A week and a half after he nervously left Halifax, Fadi is home again, elated.

"She looked beautiful," Fadi says of Laila. "She was amazing. Everything went well."

Though the trip was hectic, Fadi said that the party was perfect. He greeted guests and chatted with relatives. His uncle, Laila's father, announced the engagement, and everyone danced.

"I have a ring on my hand," says Fadi, excited despite the fact that it's causing his finger to turn black. "It happens sometimes, people have allergies for silver. But, when I take it off I feel naked."

The engagement was a landmark for Fadi and Laila as a couple, as well.

"I felt a little bit nervous," says Fadi about his feelings before leaving for Chicago. "But after that, I just feel so good about it. I feel it in my stomach, my relationship with Laila feels real now. It's stronger, it's more comfortable now."

After the party, Fadi and Laila spent much of the week together. They walked and shopped and talked. "I felt I wanted to stay more," says Fadi.

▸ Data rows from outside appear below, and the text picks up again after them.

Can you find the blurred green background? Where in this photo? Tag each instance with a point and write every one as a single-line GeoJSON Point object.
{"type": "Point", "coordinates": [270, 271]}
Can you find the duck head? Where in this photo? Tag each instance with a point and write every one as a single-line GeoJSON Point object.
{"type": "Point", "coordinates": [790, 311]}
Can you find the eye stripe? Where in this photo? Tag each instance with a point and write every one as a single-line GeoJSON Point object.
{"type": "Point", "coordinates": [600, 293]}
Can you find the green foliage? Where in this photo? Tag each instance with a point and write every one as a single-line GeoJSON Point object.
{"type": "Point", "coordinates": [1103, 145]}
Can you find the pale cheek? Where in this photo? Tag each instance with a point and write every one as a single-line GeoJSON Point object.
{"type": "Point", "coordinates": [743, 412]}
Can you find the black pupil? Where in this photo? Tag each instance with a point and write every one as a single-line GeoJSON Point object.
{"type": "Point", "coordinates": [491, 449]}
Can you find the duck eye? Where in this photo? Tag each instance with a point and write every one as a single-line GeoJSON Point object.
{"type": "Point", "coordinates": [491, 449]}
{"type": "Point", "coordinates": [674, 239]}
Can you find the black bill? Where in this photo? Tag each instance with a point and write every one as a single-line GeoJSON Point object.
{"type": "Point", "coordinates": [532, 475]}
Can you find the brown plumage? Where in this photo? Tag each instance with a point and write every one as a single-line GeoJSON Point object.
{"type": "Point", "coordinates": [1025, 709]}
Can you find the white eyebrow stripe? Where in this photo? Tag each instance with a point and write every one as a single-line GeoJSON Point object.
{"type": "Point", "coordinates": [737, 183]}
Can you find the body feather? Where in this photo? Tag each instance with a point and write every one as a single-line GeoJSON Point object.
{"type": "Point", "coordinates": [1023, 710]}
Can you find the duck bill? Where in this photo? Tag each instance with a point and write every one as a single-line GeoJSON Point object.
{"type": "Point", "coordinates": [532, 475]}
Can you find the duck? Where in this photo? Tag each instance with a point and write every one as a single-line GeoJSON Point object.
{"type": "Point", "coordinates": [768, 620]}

When Fadi had to leave, Laila cried to be apart from him, and they immediately began planning Fadi's next trip to Chicago and Laila's first trip to Halifax.

The wedding is planned for June of 2013, when Laila will move to Halifax and find work as a dentist.

In Chicago, Fadi and Laila also talked about the risk of recessive genetic disorders in their children for the first time.

"So what do you think about this?" asked Laila.

"What do you mean?"

"If we know there's something going on, what are you gonna do?"

They talked about whether they thought that they could raise a child with a disability together. They talked about whether they wanted to take a test that would tell them whether or not they were likely to have a child with a disability, and decided not to.

"I told her that I don't care," says Fadi. "Whatever happens happens. And she said that she feels the same way, too. She said that she doesn't want this to be a reason for us not to be together."

Correction: The original text of this story misidentified some people who were named by sources interviewed for the story. In clearer words, for example, Lesley-Anne Doucet was called Lesley-Anne Bethune when the story was published. Minor changes to make for better identification were made May 7, 2012.

Sam Littlefair-Wallace is an amateur journalist with many handsome cousins.